Fill the Void was Israel’s submission to the 2013 Oscars, and while it didn’t make the cut, it’s easy to see why newcomer writer-director Rama Burshstein’s film was their submission. It’s not a perfect film by any means. The narrative is sometimes clunky — it lurches rather than flows — and there’s an occasional tendency toward clichés. (Let’s face it, when a character has a near fainting spell she passes off as nothing and insists her husband not know about it, you know she’s not long for the story.) Yet it’s a film that takes an unusual situation — but not out of general understanding — and places it within the confines of a world totally foreign to most of us.The fact that we can relate to the situation makes it possible for us to connect with, at least briefly, the realm of Tel Aviv’s Orthodox Hassidic community. That the director is herself a part of this community lends an air of authenticity. That she merely compassionately observes her characters — without questioning or endorsing the community — makes it emotionally accessible on a human level. How you or I feel about their beliefs becomes largely immaterial because that’s only tangential.
When the film starts, 18-year-old Shira (Hadas Yaron) is — along with her family — thinking of marriage. In fact, she’s on a kind of preliminary scouting mission with her mother, Rivka (Irit Sheleg), to get a glimpse of the potential husband the community matchmaker has lined up for her. The tone is playfully comic with the pair unable to spot the likely candidate (a call to the matchmaker places him in the dairy section). When we see him, he hardly looks like love’s young dream, but Shira is apparently so used to the process and so excited by the very idea of getting married that she seems not to notice. All this, however, hits a snag when Shira’s older sister, Esther (Renana Raz), dies in childbirth. This leaves her brother-in-law, Yochay (Yitfach Klein), with an infant son that he relies heavily on Rivka to help him deal with. When circumstances make it practical for Yochay to marry a woman in Belgium, Rivka — not wanting to lose her grandson — has an alternate suggestion: Yochay should marry Shira. It doesn’t take much to sell him on the idea, but Shira is another matter. Not only is she not immediately thrilled with the idea of marrying a man 10 years her senior, but marrying her sister’s husband doesn’t seem right to her.

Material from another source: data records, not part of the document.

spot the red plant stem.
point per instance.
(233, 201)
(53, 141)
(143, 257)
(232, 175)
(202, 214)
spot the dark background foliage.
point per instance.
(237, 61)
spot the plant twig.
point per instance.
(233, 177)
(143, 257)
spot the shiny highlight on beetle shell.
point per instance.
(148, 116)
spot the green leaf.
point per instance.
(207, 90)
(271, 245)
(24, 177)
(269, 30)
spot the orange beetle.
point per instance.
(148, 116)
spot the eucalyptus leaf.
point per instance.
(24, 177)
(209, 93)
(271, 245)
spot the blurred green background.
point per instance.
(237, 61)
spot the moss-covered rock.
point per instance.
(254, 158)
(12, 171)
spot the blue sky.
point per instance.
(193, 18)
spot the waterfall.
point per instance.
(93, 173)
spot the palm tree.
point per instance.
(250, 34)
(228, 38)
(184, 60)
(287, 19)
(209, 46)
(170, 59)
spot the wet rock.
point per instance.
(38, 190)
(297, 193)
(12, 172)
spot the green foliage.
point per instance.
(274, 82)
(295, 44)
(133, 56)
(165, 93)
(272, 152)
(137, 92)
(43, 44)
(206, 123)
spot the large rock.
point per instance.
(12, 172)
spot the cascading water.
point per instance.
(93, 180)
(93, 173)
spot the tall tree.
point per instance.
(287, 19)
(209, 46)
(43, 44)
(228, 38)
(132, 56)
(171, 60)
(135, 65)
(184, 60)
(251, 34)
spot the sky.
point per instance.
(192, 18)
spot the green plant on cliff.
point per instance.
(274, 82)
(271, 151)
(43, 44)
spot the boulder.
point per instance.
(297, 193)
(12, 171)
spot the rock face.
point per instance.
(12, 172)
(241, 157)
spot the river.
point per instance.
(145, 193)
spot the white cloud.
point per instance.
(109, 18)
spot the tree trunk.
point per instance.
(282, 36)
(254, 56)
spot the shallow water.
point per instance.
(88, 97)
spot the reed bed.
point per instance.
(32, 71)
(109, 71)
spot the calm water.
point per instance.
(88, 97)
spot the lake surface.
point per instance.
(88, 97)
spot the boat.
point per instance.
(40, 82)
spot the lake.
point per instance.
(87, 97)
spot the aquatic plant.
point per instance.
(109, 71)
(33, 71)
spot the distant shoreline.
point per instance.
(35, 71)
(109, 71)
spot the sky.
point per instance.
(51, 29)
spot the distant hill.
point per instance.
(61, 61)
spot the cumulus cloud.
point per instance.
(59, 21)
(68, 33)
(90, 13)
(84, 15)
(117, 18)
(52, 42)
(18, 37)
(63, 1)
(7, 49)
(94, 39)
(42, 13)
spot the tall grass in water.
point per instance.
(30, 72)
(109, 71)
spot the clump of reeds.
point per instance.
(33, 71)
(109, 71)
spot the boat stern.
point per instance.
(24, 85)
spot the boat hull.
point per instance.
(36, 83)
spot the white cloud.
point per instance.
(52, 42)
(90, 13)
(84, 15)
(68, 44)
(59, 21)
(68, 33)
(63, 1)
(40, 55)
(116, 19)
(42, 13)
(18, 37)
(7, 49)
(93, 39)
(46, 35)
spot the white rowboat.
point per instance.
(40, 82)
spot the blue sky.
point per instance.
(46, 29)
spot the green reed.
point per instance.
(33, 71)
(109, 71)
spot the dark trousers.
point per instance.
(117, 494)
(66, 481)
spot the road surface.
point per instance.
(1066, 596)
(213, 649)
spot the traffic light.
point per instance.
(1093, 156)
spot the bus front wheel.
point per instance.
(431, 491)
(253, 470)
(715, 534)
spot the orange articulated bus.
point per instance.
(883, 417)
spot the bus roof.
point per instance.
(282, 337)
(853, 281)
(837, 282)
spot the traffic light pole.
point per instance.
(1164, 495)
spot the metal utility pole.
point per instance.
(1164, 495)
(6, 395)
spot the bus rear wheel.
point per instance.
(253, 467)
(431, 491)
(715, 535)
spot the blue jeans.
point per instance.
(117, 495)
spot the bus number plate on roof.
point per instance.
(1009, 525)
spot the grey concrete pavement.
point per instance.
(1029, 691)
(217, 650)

This is the conflict at the center of Fill the Void, but it’s less the story of whether Shira and Yochay will end up together that makes the film so interesting than it is the keen observation of the world these people inhabit. It’s the movie’s attention to detail that sells it, especially because the humanity of all the characters shines through. Even relatively marginal characters, such as the Rabbi (Melech Thal), are well drawn. He is generally presented as a somewhat amusing man, but when the film gets down to business, it becomes clear why this wise old bird is the community’s spiritual leader. Nothing that happens is remarkable in itself — the story is basically an offbeat romance — but the context makes it fresh, moreso than it might otherwise have been. We might not agree with the way of life depicted here, but it’s hard not to end up respecting it — despite the fact that the ending is deliberately ambiguous as to whether it’s a happy one. Rated PG for mild thematic elements and brief smoking.
Playing at Fine Arts Theatre
This, too, will not be with us after Thursday.
“…despite the fact that the ending is deliberately ambiguous as to whether it’s a happy one.”
The couple behind me commented on this and suggested a sequel.
I am not 100% sure that I “got it”, how the ending came about, but I enjoyed seeing how this closed society deals with family crises.
I’m not 100% sure I’d want a sequel.